Similarly, most three-office churches permit, from time to time, practices inconsistent with their theory (such as permitting an elder to exhort). Those that seek to be more consistent, in an emergency situation (in which it is impossible to secure a minister), will permit an RE to read a sermon written by a minister. 

Blake is quite correct that the original DPWG permitted only the minister to read Scripture publicly and to preach the Word. This did not address the question, however, of what to do in the absence of a minister. It was rightly rejected as intolerable that such absence meant the cancellation of divine worship. It was thought most consistent with the requirement to have a minister (or someone preparing for such) preach, to have, in the irremediable absence of a minister, an elder read a sermon written by a minister. 

Peace,
Alan

Reactions: Like 1


----------



## Abeard (Sep 26, 2017)

"Howbeit, such as intend the ministry, may occasionally both read the word, and exercise their gift in preaching in the congregation, if allowed by the presbytery thereunto." 

It seems to me that the discretion is left to the Presbytery of who they would allow to preach.

Sent from my Moto G (4) using Tapatalk


----------



## Afterthought (Sep 26, 2017)

Some Acts of the Free Church GA concerning Readers after the Disruption.

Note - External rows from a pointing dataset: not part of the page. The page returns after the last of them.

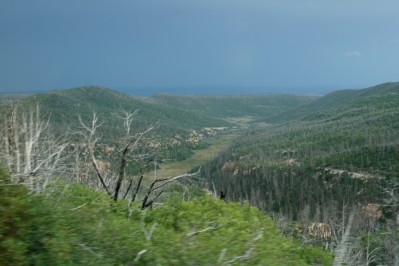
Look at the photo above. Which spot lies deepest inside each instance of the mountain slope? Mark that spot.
(233, 106)
(319, 168)
(337, 99)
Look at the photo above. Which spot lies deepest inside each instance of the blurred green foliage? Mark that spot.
(74, 225)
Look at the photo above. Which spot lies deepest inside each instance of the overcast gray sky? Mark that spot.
(318, 44)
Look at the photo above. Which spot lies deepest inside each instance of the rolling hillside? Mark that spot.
(233, 106)
(341, 159)
(333, 102)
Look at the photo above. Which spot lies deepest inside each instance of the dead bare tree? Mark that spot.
(117, 185)
(32, 154)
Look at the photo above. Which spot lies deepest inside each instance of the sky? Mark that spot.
(184, 46)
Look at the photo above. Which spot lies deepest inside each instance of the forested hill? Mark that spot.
(337, 164)
(341, 99)
(233, 106)
(66, 105)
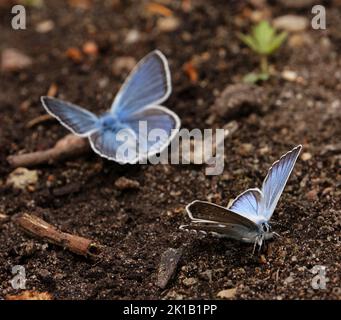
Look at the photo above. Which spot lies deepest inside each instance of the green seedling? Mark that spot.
(264, 41)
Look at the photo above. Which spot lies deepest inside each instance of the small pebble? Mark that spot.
(124, 183)
(312, 195)
(306, 156)
(291, 23)
(90, 48)
(227, 294)
(22, 178)
(14, 60)
(188, 282)
(45, 26)
(123, 65)
(168, 24)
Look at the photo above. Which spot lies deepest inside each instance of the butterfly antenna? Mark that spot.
(254, 247)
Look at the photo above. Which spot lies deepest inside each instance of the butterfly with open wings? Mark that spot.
(139, 99)
(247, 218)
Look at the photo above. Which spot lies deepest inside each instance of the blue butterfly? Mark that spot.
(117, 134)
(247, 218)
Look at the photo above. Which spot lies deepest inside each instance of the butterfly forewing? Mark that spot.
(78, 120)
(248, 204)
(232, 231)
(148, 84)
(209, 212)
(276, 179)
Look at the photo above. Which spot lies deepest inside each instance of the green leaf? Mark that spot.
(277, 41)
(249, 41)
(252, 78)
(263, 34)
(263, 38)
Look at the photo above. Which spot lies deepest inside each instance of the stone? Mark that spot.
(22, 178)
(291, 23)
(227, 294)
(14, 60)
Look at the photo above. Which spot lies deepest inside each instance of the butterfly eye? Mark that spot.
(265, 227)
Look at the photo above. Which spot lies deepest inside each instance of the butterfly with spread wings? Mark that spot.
(139, 99)
(247, 218)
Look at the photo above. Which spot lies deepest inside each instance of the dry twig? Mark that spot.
(67, 147)
(39, 228)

https://books.google.com/books?id=2wZKAQAAMAAJ&pg=PA44#v=onepage&q&f=false

https://books.google.com/books?id=2wZKAQAAMAAJ&pg=RA3-PA51#v=onepage&q&f=false


Stepping back in time to a less mature Presbyterianism, the First Book of Discipline (http://www.swrb.com/newslett/actualNLs/bod_ch03.htm).

*For Readers*
To the kirks where no ministers can be had presently, must be appointed the most apt men that distinctly can read the common prayers and the scriptures, to exercise both themselves and the kirk, till they grow to greater perfection; and in process of time he that is but a reader may attain to the further degree, and by consent of the kirk and discreet ministers, may be permitted to minister the sacraments; but not before that he is able somewhat to persuade by wholesome doctrine, besides his reading, and is admitted to the ministry, as before is said. Some we know that of long time have professed Christ Jesus, whose honest conversation deserved praise of all godly men, and whose knowledge also might greatly help the simple, and yet they only content themselves with reading. These must be animated, and by gentle admonition encouraged, by some exhortation to comfort their brethren, and so they may be admitted to administration of the sacraments. But such readers as neither have had exercise, nor continuance in Christ's true religion, must abstain from ministration of the sacraments till they give declaration and witnessing of their honesty and further knowledge.


----------



## iainduguid (Sep 26, 2017)

Many of our denominations have a process of licensure, by which a ruling elder (or other suitable person) could be examined by his presbytery and a trial sermon preached, after which the presbytery deems him licensed to preach regularly (but not administer the sacraments). Licensure has now often become a halfway house on the road toward ordination, but it does have a broader application which ought not to be forgotten.

Reactions: Like 1


----------



## C. Matthew McMahon (Sep 26, 2017)

Parakaleo said:


> It doesn't, nor did I claim it does. I did add that it has "been considered" acceptable for ruling elders to read sermons, but that's anecdotal to my own experience and not from a Reformed confession or directory. I would actually like to learn more about when, how, and why it has become more acceptable.



My fault. Forgive me. 
Its my recovery process. Still a bit fuzzy.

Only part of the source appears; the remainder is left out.